The morning she was leaving, she told me her son’s guitar had been stolen from the back of her car, which was parked out in front of my house. I’d parked there myself for years, and hadn’t heard of a single car being broken into on our street. There’s always a first time, though.
Again, I said we should call the police. Again, she refused. I went out with her and looked at the car. There was no sign of damage.
“How did they get the trunk open? Usually they use a crow bar or something.”
“They must have just popped it and taken the guitar.”
“Was there other stuff in there?”
“Yeah, all my files, and some stuff I bought at a boutique yesterday. But they only took the guitar, which makes me think it was his girlfriend’s family. Who else would do such a thing?”
I couldn’t guess. It was all starting to sound more and more like the twilight zone to me.
I gave her a hug, packed her a lunch and sent her on her way with a sigh of relief. I then burned sage in every room in my house in a cleansing ceremony, to rid the rooms and myself of her sad, mad energy.
I’d almost forgotten about her two weeks later when a notice came from Canada Customs. Apparently I had a parcel which required a hefty amount to be paid in duty, sent to me from Wisconsin by my disturbed gu
est.
I went to the post office and paid, expecting a small carved box in which my kids could store my ashes when the time came, although why it cost so much in duty I couldn’t imagine. Maybe they’d carved it from ivory?
Instead of a small box, the wooden crate was large and flat and mysterious. I couldn’t wait to get it home and use my hammer on the nails.
Inside was a sizeable oil painting of a white haired woman in profile, who looked eerily like me.
A note was included from the gallery that had shipped it, suggesting I insure the original piece, as it was valued at well over a thousand dollars.
Another note arrived several days later. My guest had seen the painting and decided to buy it for me as a token of her gratitude, because it looked like me.
All I’d done was listen to her and agree with Trudy that she was fuckin’ nuts. I felt humbled and guilty.
I phoned to thank her for the amazing gift, but she wasn’t there. I asked the gentleman who answered the phone to convey my thanks, and he said he would.
“She’s gone off to Little Rock,” he sighed.
“Did she find her son? And her little granddaughter?”
“What son?” he said in a puzzled voice. “We don’t have any kids.”

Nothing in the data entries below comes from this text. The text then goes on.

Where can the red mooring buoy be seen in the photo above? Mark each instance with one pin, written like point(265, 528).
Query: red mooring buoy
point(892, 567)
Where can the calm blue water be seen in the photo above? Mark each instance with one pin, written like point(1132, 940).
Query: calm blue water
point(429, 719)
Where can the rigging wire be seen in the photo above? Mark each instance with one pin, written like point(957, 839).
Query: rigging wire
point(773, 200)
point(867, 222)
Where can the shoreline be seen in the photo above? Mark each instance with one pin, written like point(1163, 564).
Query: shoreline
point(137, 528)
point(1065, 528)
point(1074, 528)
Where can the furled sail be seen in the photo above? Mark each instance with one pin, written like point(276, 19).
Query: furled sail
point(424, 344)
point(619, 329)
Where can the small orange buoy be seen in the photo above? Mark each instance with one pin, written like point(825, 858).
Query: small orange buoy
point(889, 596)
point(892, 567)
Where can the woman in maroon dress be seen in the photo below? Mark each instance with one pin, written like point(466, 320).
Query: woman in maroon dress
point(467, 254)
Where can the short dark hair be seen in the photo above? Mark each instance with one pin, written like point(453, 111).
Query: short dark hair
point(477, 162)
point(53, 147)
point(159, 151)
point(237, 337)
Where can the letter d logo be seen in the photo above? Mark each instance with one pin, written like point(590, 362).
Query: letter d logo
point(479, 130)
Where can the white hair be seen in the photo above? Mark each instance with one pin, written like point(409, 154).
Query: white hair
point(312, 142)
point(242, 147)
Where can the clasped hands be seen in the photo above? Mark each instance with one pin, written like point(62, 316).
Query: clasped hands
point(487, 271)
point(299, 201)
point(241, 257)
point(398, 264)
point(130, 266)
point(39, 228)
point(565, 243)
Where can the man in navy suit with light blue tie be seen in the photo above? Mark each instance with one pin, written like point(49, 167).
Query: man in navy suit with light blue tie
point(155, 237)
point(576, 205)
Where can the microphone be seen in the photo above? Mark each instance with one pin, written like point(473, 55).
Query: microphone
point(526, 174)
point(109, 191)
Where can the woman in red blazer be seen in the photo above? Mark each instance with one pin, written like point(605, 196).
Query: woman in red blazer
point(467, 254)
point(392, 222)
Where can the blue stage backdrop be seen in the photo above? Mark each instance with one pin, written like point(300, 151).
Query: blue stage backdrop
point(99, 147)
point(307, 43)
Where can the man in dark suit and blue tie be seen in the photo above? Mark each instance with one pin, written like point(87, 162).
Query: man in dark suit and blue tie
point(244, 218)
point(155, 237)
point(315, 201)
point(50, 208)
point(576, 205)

I mumbled something about it being my mistake and hung up.
I never saw or heard from her again.
I hung the painting on my dining room wall, and guests constantly asked who the artist was who’d caught my likeness so exactly.
The Bible, in Hebrews 13:2, says, “some have extended hospitality to angels without ever knowing it.”
And some have extended hospitality to disturbed psychiatrists from Wisconsin and been gifted for it.
I sent her good thoughts and hoped she found whatever it was she was searching for.
CEREMONY FOR CLEANSING
It would be best to gather sage in nature, but few of us have that opportunity. This is not the domesticated, garden sage (Salvia) but rather the plants botanists identify as wormwood or mugwort, the various members of the genus Artemisia. The root syllable “art” means bear, and the bear is a universal symbol of healing.